Optimal stopping criteria for reward proportional to average roll of an $m$-sided dice

55 Views Asked by At

Consider an $m$-sided dice. It can be rolled as many times as we wish. When we stop, we receive a reward equal to the average roll until that point. I would like to find out the optimal threshold (once the current average exceeds it, we stop rolling) that will maximize the expected reward.

From simulation, I get the following results for a $6$-sided dice.

threshold (θ)           Expected return (x)
4.1                     4.389 < x < 4.39
4                       4.396 < x < 4.397
3.9                     4.391 < x < 4.392
3.8                     4.3976 < x < 4.398
3.7                     4.397 < x < 4.3978

It seems like the optimal threshold lies in $(3.7,3.9)$ for a $6$-sided dice.

My first approach was to find the probability of exceeding a threshold $\theta$ by rolling an $m$-sided dice $n$ times. Let's denote it by $P(m,n,\theta)$. It can be calculated as $$P(m,n,\theta)=\frac{1}{m^n}\sum_{s=\lceil n\theta \rceil}^{mn}\sum_{k=0}^{\lfloor\frac{s-n}{m}\rfloor}(-1)^k\binom{n}{k}\binom{s-mk-1}{n-1}$$ The probability that we need to roll the $m$-dice exactly $n$ times to exceed the threshold is denoted by $Q(m,n,\theta)$. For example, $Q(6,3,3.8)=9/216=1/24$, as these are the $9$ possible sequences of $6$-dice rolls where the average threshold $3.8$ is exceeded exactly after $3$ rolls.

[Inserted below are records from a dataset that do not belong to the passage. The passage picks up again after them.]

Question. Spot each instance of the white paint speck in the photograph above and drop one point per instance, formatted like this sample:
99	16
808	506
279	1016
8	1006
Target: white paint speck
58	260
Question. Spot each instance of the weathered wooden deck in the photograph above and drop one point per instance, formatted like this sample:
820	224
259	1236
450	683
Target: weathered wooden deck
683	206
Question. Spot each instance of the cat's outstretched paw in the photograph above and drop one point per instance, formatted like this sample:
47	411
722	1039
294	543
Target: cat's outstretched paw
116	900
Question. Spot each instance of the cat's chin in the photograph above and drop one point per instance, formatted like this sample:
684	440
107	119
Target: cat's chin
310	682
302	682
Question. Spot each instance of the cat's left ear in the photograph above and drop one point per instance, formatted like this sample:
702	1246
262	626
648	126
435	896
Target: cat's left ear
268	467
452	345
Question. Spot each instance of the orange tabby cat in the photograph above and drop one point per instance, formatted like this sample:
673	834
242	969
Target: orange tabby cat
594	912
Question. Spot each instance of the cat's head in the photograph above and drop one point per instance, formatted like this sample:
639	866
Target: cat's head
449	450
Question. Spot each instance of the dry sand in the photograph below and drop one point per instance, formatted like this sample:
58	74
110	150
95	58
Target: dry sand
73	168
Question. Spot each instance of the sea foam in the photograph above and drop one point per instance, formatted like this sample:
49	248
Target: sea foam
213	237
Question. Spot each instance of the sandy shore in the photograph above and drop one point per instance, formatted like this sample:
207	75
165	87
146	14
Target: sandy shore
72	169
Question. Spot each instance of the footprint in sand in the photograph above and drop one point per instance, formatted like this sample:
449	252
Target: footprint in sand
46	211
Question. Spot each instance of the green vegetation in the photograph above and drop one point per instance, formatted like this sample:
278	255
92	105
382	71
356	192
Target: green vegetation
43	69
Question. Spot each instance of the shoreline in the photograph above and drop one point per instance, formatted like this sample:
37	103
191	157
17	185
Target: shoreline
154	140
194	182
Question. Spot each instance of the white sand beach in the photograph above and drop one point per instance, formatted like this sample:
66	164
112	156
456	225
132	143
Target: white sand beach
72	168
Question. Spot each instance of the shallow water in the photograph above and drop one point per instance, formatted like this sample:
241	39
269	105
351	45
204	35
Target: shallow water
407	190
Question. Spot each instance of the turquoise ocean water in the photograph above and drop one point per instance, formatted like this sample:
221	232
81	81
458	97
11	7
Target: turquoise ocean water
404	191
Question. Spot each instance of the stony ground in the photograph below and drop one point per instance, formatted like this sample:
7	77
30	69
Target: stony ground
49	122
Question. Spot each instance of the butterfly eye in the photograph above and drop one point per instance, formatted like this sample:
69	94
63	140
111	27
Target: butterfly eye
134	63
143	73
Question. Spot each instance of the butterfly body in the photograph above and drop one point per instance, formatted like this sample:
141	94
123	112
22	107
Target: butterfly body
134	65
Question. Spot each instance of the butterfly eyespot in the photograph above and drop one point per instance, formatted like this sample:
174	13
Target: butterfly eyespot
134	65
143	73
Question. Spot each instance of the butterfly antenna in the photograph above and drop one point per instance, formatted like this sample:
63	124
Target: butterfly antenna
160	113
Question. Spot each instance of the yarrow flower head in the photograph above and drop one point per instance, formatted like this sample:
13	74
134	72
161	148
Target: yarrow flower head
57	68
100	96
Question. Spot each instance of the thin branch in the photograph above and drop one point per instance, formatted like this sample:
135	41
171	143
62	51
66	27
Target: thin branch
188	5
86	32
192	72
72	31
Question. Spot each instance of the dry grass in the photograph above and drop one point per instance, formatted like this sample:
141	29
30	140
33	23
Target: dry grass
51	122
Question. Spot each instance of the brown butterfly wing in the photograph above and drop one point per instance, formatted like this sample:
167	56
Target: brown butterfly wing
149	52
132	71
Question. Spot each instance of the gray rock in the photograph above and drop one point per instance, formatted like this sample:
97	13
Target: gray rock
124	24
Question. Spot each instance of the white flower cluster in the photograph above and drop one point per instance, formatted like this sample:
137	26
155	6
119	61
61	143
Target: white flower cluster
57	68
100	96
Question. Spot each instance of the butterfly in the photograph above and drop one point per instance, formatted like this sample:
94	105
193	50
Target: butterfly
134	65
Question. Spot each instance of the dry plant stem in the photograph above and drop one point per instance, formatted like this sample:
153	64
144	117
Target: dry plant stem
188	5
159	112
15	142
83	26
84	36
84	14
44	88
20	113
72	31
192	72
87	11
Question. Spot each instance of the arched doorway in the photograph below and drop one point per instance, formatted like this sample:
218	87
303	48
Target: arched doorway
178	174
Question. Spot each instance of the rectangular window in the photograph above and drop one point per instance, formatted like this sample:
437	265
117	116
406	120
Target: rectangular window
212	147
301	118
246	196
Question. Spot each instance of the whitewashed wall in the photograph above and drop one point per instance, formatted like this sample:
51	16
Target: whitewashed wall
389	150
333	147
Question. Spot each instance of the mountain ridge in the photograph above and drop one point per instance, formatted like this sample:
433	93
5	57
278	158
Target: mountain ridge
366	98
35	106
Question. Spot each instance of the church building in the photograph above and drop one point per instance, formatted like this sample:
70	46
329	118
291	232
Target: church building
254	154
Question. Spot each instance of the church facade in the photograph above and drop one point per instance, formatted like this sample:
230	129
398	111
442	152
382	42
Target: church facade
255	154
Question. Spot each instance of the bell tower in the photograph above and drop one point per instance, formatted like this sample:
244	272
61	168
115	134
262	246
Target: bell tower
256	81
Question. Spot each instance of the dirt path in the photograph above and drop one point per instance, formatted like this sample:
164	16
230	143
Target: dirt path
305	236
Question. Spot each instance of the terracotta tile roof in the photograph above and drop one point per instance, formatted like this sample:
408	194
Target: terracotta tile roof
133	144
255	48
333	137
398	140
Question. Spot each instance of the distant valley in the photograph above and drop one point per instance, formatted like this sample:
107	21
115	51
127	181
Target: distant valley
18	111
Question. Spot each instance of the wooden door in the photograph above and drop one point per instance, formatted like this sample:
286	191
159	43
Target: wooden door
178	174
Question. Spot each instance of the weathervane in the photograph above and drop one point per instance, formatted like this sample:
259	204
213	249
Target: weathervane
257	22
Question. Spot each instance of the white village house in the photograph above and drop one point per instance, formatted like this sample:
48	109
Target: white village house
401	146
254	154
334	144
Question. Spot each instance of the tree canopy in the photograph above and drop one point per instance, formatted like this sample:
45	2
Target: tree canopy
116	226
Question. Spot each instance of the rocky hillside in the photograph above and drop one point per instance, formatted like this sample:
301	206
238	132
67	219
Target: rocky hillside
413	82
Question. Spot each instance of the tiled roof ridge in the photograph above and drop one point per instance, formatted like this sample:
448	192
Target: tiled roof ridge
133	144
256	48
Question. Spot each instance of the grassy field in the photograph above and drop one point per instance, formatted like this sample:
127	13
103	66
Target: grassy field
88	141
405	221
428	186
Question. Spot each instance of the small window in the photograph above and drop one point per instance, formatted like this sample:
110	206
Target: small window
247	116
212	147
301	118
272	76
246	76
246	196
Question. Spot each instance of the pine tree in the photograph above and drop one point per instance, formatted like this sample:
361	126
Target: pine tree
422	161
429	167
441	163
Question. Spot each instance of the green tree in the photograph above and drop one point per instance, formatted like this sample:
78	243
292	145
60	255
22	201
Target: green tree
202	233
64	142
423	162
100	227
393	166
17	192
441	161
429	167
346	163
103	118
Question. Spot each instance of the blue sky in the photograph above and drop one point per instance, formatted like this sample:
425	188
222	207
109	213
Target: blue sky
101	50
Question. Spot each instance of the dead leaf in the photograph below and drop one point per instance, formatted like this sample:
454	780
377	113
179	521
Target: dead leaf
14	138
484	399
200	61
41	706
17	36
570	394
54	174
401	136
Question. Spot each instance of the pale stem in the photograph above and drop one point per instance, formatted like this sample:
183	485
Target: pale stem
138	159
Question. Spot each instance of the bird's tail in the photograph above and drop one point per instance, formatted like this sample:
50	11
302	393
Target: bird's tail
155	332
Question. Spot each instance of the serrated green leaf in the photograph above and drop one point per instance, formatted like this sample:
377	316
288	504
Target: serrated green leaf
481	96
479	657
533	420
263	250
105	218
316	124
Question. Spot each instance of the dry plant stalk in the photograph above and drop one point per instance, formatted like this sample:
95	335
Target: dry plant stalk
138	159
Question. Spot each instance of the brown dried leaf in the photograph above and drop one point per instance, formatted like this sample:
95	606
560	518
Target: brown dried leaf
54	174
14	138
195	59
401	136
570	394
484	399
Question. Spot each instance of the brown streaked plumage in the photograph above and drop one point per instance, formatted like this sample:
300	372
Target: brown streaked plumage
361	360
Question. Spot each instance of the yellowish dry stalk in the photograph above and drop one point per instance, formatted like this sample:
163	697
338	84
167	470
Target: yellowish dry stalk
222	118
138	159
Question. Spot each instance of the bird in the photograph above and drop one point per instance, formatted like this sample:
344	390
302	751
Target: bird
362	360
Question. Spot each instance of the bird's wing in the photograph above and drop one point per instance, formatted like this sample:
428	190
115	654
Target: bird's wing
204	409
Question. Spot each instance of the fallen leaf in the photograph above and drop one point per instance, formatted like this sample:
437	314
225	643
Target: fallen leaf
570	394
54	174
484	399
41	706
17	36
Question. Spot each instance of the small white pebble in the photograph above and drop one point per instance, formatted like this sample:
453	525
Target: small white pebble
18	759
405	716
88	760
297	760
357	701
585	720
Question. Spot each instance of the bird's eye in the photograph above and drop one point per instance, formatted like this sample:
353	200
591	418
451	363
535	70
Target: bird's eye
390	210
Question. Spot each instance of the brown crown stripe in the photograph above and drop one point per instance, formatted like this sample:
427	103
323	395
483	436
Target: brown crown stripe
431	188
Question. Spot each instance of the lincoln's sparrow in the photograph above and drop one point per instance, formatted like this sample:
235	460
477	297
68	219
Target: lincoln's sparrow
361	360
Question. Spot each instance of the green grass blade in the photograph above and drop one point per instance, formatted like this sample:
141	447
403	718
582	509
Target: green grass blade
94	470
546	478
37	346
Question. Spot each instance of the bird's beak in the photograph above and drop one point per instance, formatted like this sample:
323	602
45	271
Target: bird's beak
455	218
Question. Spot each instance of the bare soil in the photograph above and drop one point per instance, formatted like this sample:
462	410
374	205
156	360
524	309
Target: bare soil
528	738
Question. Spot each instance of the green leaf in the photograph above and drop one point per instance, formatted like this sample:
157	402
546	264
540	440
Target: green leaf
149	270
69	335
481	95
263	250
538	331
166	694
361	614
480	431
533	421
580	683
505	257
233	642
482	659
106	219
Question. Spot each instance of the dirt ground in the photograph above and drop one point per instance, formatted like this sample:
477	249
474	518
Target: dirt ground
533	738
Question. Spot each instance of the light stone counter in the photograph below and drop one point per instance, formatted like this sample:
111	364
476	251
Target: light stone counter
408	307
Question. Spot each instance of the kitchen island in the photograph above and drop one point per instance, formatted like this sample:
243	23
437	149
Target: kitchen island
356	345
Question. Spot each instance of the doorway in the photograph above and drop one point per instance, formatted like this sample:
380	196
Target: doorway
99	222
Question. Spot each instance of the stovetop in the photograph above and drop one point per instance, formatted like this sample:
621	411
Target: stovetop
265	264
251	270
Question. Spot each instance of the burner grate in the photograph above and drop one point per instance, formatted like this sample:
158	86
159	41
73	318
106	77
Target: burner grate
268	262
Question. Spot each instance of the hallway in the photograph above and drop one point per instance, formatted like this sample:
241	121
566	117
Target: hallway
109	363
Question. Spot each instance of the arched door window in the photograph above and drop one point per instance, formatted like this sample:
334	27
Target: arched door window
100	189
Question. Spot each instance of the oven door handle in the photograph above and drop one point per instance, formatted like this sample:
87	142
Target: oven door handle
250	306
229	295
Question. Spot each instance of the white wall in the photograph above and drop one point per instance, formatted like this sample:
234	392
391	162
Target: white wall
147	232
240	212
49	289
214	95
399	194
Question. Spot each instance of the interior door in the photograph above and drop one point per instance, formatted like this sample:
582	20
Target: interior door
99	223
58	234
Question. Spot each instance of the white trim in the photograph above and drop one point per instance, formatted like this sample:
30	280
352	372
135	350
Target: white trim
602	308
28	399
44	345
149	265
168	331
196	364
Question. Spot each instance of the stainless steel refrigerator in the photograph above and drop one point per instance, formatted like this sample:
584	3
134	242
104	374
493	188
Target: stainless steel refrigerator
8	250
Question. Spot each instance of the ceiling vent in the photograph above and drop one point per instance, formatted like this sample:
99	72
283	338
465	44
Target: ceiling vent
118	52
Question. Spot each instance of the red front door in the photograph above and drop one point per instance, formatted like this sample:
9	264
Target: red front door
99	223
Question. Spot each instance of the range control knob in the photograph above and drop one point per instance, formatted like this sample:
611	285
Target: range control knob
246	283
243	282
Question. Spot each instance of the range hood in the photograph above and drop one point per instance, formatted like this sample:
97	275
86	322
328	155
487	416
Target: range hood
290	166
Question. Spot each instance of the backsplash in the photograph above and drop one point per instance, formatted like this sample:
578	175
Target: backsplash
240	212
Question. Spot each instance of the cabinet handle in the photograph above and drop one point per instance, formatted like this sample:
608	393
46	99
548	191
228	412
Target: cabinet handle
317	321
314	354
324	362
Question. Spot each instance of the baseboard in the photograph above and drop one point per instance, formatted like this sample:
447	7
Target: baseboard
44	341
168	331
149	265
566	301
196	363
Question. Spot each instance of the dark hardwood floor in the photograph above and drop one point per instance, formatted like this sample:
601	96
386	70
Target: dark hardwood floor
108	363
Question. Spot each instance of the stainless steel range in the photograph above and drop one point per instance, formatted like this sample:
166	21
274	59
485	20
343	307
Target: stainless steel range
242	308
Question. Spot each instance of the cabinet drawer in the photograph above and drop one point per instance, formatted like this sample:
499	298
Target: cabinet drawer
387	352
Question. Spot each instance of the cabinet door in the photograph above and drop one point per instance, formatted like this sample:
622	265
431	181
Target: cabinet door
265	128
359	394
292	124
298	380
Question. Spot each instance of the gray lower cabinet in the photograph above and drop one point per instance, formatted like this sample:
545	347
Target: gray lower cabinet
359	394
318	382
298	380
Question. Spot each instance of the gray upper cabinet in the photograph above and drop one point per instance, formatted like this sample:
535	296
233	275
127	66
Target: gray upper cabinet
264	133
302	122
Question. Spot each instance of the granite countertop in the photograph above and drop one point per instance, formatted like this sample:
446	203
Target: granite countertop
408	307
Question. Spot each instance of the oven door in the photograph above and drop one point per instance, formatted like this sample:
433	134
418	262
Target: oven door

(1,5,6),(1,6,5),(1,6,6),(2,4,6),(2,5,5),(2,5,6),(3,3,6),(3,4,5),(3,4,6)

We denote the expected reward if we end rolling after $n$ rounds (at that point the threshold $\theta$ has been exceeded) by $R(m,n,\theta)$. So, the overall reward $R(m,\theta)$ can be calculated as $$R(m,\theta)=\sum_{n=1}^{\infty}Q(m,n,\theta)R(m,n,\theta)$$ I am not sure how to derive a closed form expression for $Q(m,n,\theta)$ and $R(m,n,\theta)$. If we manage to find the expression, we can possibly use some form of searching method to find the value of $\theta$ that maximizes $R(m,\theta)$.

I shall appreciate any help I can get from this community.